My date today was cancelled. What happened this lunch is, she goes to our table. Pretty shy, can't talk to me, can't hold eye contact, too awkward. Me sitting in front of her, as AFC as it might be, I didn't care, and treat her like a friend, I'm trying to hide my awkwardness, but I also didn't act like I care about it to project IOD.
Happened to my 2nd ex. She is attracted to me but can't speak, hands too cold, can't even look at me for too long, which is why she is my ex, I broke our "relationship". She cried though, so although I'm not proud of it, I know she cares.
Back to the present, later that afternoon which is the time for our date, she ask her friend to tell me she can't go. I said ok, and wave goodbye to her from a distance. About an hour later, the friend called and told me that the girl I should've dated is sorry for what happened, and want to reschedule a "friendly" date. I misinterpreted that and I said no, I ask her out because I want her to be my girlfriend, if it's a friendly date why should I bother. The friend was shocked. Then I told her to give the phone to the girl. She said sorry, and what she means by saying friendly is, to know each other better. She also want to reschedule the date, I said nope, can't do a friendly date, I'll just cancel it if it is what it is. She told me that I was too fast and she is not ready. I said I still won't do it. She insist that we date on monday.

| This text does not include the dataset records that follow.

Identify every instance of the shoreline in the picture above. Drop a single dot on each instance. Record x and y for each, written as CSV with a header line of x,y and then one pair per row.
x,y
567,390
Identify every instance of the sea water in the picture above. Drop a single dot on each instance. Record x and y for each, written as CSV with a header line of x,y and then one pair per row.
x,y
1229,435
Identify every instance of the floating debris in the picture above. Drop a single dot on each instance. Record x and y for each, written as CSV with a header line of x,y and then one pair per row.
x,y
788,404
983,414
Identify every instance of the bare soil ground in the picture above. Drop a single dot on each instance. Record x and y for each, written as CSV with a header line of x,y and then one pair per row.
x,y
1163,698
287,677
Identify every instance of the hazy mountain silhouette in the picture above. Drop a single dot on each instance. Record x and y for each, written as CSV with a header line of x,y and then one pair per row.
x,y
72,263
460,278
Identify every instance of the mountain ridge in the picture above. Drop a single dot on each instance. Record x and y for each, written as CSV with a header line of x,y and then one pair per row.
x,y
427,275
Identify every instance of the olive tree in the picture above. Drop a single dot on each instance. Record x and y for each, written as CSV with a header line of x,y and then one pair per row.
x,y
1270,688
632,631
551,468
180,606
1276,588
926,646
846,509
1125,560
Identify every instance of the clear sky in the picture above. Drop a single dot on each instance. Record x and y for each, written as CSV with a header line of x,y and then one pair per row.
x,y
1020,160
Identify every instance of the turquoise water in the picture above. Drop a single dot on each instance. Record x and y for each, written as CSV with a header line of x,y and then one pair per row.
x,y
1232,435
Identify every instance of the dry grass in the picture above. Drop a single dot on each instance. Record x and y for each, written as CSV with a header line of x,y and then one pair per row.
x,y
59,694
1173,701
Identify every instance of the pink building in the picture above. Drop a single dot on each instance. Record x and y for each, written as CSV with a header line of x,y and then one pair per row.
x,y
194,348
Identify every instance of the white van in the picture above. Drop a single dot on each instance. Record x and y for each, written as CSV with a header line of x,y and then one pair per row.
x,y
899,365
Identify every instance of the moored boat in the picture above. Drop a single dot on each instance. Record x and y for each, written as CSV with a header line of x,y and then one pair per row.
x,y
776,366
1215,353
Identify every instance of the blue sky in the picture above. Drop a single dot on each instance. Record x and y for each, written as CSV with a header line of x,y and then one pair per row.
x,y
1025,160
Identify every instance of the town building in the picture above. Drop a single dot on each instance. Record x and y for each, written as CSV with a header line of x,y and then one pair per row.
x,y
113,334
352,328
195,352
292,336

I am pretty much giving excuses to not date her anymore, as I am really confused, even told her I will think about it, and she ask me what? why?. Told her I have to work, she ask me what time is your work, I said 6pm. After all of that I said sure, with a tone of "I'll try".
She is not comfortable with me, but still she insisted that we date. I don't know if she is attracted or not. I don't know how to flirt because of my glorious AFC Mindset.
Anyway, long story short, I sounded a little bit too straightforward, too aggressive, too fast, spoiled, a little bit desperate or uncaring (not sure). I didn't flirt with her, no convo as I'm afraid I'll fall into friendzone. No touch, just that. I'm not comfortable talking to girls either but I am trying. What is your advice guys? What's wrong with my attitude? Also, should I still date her and what to do if that happens?